12/05/2011 10:50 am ET

Credit Card Use Ticking Back Up After Post-Recession Slowdown

Many Americans might be confused by the rules and terms of their credit cards, but they're more often opting to swipe anyway.

Credit card purchases climbed 10.6 percent last quarter, after an 8.6 percent jump and a 9 percent boost in the first and second quarters respectively, according to statistics from First Data, cited by CNNMoney.

That push might be explained in part by Americans trying to hold onto their current lifestyles even as their incomes decline. National median income fell in 2010 for the second consecutive year, with incomes now having fallen more during the recovery than they did in the recession.

"Consumers have spent the last couple of years de-leveraging and reducing credit card use, but during the past month -- and since April [of this year] -- they've been using their credit cards more and are starting to return to pre-recession buying habits," Silvio Tavares, senior vice president at First Data, told CNNMoney.

In the two decades leading up to 2008, Americans ramped up their credit card use enough to cause a nearly five-fold increase in revolving debt. But in the aftermath of the recession, American consumers began to de-leverage -- or decrease their debt -- and credit card use hit an all-time low in September 2010.

But as the First Data and other reports indicate, old habits die hard. Americans' accumulated 66 percent more debt in the second quarter of 2011 than they the did in the same quarter of 2010, according to a recent study from

While consumers may be boosting their credit card use, many are still largely confused by their credit card terms -- a pre-recession problem that financial reform legislation aimed to address. A large segment of the more than 5,000 credit card complaints recently received by the Consumer Financial Protection Bureau had to do with confusion about deal terms.

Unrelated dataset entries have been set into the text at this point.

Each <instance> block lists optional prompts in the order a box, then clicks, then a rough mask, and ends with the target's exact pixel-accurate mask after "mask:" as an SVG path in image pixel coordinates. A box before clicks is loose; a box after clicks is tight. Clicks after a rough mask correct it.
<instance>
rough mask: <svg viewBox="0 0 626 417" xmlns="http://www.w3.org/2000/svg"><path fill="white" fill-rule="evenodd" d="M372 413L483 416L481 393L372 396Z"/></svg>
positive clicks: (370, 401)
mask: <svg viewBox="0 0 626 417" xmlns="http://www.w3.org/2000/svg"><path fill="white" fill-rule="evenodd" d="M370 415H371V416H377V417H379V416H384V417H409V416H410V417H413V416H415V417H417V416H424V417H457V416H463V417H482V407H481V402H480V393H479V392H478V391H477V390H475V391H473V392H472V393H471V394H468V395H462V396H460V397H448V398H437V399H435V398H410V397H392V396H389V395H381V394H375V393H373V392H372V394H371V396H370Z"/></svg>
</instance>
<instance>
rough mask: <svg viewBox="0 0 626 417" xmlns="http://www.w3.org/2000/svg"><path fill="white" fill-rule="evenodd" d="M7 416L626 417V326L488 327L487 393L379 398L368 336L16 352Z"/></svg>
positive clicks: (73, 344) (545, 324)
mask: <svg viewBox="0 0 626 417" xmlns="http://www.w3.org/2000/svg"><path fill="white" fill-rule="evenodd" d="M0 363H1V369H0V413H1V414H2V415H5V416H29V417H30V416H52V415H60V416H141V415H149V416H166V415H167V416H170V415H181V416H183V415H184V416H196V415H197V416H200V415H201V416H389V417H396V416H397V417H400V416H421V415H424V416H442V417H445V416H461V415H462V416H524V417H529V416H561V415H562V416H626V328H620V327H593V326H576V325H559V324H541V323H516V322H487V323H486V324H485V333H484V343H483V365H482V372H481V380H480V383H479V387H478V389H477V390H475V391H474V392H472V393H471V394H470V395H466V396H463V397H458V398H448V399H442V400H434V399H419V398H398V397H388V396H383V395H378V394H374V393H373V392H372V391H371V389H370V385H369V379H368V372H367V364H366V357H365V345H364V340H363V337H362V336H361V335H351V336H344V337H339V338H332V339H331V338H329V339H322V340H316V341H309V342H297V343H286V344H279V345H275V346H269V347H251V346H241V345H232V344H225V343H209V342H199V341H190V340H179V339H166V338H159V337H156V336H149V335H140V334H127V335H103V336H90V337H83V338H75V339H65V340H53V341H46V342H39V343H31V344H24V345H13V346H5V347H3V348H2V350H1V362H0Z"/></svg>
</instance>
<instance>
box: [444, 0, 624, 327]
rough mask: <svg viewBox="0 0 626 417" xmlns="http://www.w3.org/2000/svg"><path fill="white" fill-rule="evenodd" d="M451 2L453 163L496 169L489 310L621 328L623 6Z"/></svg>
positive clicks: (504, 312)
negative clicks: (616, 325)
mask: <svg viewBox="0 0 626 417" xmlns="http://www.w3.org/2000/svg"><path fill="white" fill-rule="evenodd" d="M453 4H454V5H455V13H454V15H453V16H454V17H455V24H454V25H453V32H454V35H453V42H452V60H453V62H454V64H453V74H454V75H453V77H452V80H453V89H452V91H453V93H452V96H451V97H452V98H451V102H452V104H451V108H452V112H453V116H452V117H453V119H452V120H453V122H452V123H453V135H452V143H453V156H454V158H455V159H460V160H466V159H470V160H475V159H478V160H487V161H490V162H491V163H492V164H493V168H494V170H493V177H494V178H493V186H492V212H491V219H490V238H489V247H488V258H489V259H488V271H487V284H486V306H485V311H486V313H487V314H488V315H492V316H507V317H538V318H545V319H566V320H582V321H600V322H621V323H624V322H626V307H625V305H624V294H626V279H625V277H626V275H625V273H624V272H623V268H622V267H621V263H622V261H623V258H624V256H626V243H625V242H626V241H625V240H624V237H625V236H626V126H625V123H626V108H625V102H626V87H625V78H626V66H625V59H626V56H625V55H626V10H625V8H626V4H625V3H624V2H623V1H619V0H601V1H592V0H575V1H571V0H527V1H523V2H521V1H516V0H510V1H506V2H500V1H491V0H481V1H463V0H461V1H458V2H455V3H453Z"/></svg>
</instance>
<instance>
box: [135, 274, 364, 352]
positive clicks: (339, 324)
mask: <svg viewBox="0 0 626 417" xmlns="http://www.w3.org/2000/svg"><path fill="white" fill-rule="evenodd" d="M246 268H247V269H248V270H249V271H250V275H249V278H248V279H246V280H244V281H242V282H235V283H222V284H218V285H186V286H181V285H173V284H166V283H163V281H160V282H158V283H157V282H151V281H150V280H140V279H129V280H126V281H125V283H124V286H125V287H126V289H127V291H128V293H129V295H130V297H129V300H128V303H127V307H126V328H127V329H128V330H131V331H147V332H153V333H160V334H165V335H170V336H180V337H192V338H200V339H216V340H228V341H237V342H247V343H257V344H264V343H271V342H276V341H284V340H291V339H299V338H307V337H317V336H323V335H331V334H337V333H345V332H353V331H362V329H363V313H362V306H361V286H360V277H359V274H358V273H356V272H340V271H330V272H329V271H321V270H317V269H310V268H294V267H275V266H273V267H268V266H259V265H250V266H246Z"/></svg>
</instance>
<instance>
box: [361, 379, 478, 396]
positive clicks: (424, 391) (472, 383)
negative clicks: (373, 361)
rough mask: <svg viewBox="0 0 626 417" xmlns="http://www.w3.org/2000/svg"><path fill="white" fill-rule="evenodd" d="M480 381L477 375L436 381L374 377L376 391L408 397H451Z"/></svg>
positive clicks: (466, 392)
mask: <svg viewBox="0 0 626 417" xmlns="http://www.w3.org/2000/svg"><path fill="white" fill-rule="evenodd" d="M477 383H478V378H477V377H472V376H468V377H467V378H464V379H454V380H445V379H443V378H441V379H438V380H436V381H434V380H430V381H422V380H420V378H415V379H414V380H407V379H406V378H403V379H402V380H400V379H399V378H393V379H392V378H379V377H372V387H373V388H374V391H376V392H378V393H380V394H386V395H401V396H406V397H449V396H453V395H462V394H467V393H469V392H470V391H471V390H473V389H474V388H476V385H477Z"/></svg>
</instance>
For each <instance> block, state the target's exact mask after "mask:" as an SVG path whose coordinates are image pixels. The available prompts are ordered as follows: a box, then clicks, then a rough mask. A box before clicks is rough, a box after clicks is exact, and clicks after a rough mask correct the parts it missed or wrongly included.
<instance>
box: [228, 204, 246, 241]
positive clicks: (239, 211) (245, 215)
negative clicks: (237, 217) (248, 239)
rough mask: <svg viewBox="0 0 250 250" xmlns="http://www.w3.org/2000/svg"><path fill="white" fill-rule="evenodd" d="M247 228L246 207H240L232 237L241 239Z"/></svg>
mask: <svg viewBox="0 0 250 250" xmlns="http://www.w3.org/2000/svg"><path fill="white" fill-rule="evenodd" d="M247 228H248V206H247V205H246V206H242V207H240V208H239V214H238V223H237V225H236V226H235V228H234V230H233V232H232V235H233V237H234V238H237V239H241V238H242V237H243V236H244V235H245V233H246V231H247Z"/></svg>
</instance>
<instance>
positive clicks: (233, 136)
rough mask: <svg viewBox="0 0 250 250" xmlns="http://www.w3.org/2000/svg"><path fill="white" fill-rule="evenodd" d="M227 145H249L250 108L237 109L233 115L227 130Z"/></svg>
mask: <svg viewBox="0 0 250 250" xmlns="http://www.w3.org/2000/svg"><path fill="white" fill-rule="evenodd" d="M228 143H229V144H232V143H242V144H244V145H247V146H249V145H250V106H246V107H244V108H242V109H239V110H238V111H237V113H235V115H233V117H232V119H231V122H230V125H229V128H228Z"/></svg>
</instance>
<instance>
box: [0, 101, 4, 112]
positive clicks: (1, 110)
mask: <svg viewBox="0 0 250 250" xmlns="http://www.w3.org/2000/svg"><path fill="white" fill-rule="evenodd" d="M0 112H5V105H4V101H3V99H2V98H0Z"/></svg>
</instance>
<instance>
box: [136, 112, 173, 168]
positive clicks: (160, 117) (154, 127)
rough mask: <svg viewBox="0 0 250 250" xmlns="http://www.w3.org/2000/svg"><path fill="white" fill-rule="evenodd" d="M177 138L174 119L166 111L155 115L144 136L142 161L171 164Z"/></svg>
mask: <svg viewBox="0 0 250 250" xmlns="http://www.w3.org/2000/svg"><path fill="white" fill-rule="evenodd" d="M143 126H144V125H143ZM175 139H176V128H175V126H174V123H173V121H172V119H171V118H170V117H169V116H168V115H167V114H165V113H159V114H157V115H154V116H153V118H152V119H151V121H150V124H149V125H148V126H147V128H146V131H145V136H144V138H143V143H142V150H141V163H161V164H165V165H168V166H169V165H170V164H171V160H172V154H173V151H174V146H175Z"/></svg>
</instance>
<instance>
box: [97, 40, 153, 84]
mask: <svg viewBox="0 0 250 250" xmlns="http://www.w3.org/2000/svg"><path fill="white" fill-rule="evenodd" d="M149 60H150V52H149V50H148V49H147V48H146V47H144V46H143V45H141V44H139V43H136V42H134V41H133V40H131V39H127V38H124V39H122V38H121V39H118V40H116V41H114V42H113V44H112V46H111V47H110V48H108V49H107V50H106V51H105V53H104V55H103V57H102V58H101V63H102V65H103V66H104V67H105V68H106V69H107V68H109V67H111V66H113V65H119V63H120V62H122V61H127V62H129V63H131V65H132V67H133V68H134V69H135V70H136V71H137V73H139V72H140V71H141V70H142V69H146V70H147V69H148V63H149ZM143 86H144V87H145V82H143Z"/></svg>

Some consumers are taking their complaints with credit cards into their own hands. Michael Germanovsky launched a social media push called Balance Transfer Day, aimed at encouraging consumers to apply en masse for low-interest rate credit cards on December 11.

Though Americans may be on their way to returning to using credit cards at pre-recession levels, the slowdown has scared them into saving more overall. The personal savings rate climbed to 3.5 percent in October, up from its near one percent level at the start of the recession. Still, that's lower than the more than 5 percent rate in 2009, according to The Washington Post.